Por el momento ha confirmado la “abrogación del DS 4373, sobre la importación de vehículos con dos años de antigüedad, la ampliación del pago del Bono contra el Hambre a personas con discapacidad grave y muy grave, incentivos al turismo interno, nivelación salarial entre hombres y mujeres, y la modificación a la Ley 348 para prevenir la violencia contra la mujer”.
Por el momento la austeridad anunciada en el discurso de asunción de mando de hace unas semanas ha sido exactamente lo contrario, al no haber realizado recorte alguno del gasto público y con la creación de nuevos ministerios desde entonces.

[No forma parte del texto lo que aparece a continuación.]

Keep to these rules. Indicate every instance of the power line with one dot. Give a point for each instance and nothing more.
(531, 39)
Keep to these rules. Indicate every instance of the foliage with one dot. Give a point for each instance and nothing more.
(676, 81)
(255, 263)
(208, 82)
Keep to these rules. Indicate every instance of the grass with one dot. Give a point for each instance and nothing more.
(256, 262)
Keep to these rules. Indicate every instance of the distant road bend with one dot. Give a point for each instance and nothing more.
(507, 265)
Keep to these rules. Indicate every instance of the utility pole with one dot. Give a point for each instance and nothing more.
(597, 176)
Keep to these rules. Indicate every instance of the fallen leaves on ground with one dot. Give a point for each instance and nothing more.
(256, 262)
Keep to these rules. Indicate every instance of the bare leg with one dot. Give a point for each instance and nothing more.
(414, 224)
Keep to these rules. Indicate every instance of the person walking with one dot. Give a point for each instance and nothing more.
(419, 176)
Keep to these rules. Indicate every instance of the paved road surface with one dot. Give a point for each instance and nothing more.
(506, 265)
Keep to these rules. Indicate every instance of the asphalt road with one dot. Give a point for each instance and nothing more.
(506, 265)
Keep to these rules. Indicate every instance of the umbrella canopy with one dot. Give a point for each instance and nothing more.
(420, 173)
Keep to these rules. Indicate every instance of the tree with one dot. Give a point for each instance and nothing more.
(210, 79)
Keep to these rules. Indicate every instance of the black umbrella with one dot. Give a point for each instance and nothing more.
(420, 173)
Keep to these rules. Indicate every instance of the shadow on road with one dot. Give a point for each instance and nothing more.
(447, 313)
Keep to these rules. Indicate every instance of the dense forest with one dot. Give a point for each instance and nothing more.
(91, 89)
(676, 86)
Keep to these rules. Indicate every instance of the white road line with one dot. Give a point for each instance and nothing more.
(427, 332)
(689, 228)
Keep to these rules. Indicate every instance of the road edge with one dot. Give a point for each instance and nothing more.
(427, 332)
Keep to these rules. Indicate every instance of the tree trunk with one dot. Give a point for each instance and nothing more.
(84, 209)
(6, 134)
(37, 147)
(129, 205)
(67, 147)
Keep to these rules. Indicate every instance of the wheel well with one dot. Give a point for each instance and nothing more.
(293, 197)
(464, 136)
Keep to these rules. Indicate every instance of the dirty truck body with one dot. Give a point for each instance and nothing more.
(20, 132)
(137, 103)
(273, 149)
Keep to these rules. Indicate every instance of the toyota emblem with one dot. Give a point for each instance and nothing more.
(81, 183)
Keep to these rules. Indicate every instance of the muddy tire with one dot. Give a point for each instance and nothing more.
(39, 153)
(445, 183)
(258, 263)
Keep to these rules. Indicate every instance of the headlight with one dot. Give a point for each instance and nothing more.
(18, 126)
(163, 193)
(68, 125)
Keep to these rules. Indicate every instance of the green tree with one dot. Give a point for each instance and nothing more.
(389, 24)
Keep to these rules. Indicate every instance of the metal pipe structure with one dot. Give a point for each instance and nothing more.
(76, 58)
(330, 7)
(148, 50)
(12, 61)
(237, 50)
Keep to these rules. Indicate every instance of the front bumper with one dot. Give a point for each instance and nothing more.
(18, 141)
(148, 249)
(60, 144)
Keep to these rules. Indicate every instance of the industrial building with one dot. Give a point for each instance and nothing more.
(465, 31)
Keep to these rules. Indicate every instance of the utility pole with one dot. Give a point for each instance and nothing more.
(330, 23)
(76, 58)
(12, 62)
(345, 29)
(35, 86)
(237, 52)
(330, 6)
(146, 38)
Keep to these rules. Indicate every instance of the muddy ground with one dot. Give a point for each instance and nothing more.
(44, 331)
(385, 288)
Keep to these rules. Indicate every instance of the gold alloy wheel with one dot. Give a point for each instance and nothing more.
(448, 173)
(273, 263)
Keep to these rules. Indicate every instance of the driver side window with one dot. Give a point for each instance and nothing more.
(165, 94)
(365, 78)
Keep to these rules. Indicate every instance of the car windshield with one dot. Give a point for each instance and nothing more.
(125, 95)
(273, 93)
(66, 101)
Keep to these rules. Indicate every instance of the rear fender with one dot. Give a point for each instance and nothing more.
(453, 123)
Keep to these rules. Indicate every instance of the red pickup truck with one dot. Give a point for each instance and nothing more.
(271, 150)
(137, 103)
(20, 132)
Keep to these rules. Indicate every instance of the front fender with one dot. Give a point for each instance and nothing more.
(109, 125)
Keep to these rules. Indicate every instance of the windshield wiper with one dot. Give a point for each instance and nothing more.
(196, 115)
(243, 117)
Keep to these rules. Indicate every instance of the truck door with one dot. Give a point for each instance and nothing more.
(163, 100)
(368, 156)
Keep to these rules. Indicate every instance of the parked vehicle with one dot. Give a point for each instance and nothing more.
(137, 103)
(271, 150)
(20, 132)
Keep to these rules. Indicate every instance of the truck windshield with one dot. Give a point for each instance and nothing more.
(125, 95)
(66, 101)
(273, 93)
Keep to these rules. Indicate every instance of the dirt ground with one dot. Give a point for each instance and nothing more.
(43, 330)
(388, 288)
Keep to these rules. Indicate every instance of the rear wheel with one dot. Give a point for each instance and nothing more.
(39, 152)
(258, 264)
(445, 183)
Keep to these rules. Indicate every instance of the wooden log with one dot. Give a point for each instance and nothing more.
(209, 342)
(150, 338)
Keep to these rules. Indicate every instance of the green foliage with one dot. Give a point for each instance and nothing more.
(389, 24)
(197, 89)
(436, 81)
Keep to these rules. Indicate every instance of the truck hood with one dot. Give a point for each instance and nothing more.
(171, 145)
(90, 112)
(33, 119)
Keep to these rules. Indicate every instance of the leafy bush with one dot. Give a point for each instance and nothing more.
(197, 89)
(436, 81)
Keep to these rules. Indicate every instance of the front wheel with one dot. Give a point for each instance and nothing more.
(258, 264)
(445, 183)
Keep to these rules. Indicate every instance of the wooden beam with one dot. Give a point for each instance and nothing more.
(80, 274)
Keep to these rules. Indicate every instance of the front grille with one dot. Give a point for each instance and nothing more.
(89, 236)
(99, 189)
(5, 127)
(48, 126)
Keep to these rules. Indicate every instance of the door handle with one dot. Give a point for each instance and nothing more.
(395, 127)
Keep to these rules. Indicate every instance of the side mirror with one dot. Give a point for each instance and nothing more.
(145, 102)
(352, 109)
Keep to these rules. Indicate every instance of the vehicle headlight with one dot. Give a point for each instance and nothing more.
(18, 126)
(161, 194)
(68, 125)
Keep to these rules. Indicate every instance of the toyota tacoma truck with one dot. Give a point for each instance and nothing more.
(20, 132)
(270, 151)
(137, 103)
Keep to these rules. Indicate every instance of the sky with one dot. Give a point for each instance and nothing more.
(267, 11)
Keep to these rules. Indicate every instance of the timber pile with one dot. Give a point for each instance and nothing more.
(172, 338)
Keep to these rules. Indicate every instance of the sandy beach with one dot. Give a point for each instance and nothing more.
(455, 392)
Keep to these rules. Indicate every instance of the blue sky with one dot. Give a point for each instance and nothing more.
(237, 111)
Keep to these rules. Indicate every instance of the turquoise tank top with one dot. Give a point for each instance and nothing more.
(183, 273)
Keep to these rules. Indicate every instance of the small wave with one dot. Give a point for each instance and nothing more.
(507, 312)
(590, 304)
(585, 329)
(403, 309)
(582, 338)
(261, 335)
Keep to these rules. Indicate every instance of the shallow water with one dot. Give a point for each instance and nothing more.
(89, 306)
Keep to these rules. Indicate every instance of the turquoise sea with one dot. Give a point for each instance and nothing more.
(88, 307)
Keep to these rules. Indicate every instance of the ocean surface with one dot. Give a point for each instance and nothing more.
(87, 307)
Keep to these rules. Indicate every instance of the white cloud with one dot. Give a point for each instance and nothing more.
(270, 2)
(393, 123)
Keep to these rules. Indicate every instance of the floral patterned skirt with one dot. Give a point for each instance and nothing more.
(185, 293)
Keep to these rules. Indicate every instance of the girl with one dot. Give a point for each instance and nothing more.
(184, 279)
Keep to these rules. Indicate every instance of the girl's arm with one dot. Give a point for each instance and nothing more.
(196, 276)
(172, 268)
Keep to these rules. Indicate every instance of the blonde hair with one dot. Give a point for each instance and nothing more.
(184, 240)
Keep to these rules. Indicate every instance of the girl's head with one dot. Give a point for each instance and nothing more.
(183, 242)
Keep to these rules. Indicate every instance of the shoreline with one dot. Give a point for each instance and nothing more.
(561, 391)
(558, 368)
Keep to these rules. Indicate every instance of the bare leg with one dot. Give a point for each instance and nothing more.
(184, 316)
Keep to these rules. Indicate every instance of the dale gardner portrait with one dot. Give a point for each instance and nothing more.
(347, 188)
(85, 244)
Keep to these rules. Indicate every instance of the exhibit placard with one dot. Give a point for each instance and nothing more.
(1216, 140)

De igual manera, se anunció la alícuota del Impuesto a las Grandes Fortunas, así como el reintegro en efectivo del IVA (RE-IVA) para quienes utilicen medios tecnológicos para realizar sus compras en el mercado interno.
Al menos por el momento, las medidas anunciadas son cosméticas, aisladas y pasajeras, y no afectan la propia estructura del agotado modelo implementado en 2006, a la vez que se observa una enorme falta de ambición para implementar tanto ajustes y reformas estructurales en proporción al desafío al que el país se enfrenta.
Esto podría estar denotando un importante nivel de improvisación y desorientación, lo cual, a su vez, podría generar incertidumbre y pérdida de confianza en el público sobre lo que depara el futuro económico, pues aunque eventualmente se pueden reconocer errores y por fin implementar medidas orientadas en la buena dirección, no existen garantías para su éxito.
Sin embargo, y aunque tal vez no sea lo más probable, también existe la posibilidad de que se haya elaborado un plan serio, lógico, coherentemente estructurado entre las distintas medidas, de aplicación inmediata, decidida y con “factor sorpresa”, ante lo cual no cabría más que reconocer aciertos y desear aún más éxitos, pero, eso sí: tiene una sola oportunidad para lograrlo y con una cantidad de tiempo que se agota.
¿Estarán Arce Catacora y su equipo económico a la altura de las circunstancias?